Marco è vissuto all’Aquario marino dal 18 maggio del 1953 al 27 aprile del 1985. Ogni tanto usciva in autonomia dall’Aquario, gironzolava tra bambini e passanti incuriositi, si faceva un bagno nell’acqua di mare e rientrava nell’Aquario a osservare i visitatori. «Razzolava anche tra la gente che passeggiava sul molo Pescheria, sulle Rive, proprio dove abbiamo collocato l’opera, era una vera attrazione – ricorda Rossi – aveva carattere, per tutti era Marco, ma quando morì e si decise di denaturalizzarlo e esporlo al museo di Storia naturale, si scoprì che l’esemplare era una femmina».
Il punto preciso dove è stata collocata la scultura è stato individuato dal Comune, in accordo con la Soprintendenza, l’Autorità portuale e la Capitaneria di Porto.
L’impatto a livello visivo è diverso rispetto alle altre statue sistemate negli ultimi anni in città – da quelle di Saba, Joyce e Svevo a quella per ricordare Josef Ressel fino al Tallero di Maria Teresa – questa infatti non si sviluppa in altezza, visto che la sagoma della bambina è accovacciata e il pinguino è, per sua stessa natura, di dimensioni ridotte.
Ma come arrivò a Trieste quell’esemplare di Spheniscus demersus? «Mio padre mi raccontò – testimonia Livio Bencich, figlio di Pellegrino Bencich – che mentre erano a bordo della motonave Europa del Lloyd Triestino, di ritorno dal Sudafrica, da Città del Capo, stavano facendo delle pitturazioni sullo scafo e si sono accorti di un giovane pinguino che, fuggendo da una foca, era andato a cercare riparo sulla zattera da dove stavano operando».
Su quella zattera c’era il nostromo Giovanni Barrera che contribuì al salvataggio.
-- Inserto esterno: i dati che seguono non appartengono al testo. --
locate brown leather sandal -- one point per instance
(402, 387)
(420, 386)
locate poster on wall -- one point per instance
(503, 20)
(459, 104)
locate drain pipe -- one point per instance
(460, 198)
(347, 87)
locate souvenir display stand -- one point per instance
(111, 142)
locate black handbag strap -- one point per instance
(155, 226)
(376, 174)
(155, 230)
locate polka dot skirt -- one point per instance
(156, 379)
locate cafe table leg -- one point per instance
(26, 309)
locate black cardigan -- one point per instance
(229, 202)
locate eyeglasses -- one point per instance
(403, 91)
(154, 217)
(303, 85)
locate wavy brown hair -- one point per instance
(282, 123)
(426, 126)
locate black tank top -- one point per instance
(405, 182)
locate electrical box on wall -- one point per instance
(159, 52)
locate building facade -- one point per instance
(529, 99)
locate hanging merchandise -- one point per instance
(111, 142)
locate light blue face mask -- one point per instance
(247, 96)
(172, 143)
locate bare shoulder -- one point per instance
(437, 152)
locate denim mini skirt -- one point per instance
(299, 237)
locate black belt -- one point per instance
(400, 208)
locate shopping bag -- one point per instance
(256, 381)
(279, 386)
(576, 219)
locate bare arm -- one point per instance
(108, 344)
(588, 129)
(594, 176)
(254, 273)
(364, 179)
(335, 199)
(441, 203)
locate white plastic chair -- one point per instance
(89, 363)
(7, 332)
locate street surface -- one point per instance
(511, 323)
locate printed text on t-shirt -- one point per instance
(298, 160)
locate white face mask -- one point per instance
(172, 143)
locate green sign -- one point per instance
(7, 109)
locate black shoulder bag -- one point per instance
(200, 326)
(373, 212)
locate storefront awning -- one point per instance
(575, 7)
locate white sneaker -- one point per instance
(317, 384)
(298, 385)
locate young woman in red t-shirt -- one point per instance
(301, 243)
Così la bestiola venne ospitata a bordo della nave durante il viaggio di ritorno verso Trieste, «e mio padre che sull’Europa faceva il cameriere – aggiunge Bencich – fu incaricato di dargli da mangiare». Pellegrino Bencich aveva un vezzo: «Quando si rivolgeva a una persona che non conosceva diceva: “Ciò Marco”. Allo stesso modo allora si rivolgeva a quel pinguino dandogli il pesce, e così anche per i passeggeri della motonave e per il resto dell’equipaggio l’animale si chiamava Marco».
Il pinguino, arrivato a Trieste, venne accolto all’Aquario marino, dove diventò la vera mascotte. Per regalare una lettura di quella nuova statua anche a chi arriva da fuori città o comunque non ne conosce la storia, il Comune collocherà accanto una targa. Ne era già stata preparata una, che aveva già ottenuto il via libera della Sovrintendenza e l’autorizzazione paesaggistica, ma Delben ne ha forgiata una nuova, meno lucida, che sarà ora oggetto di valutazione.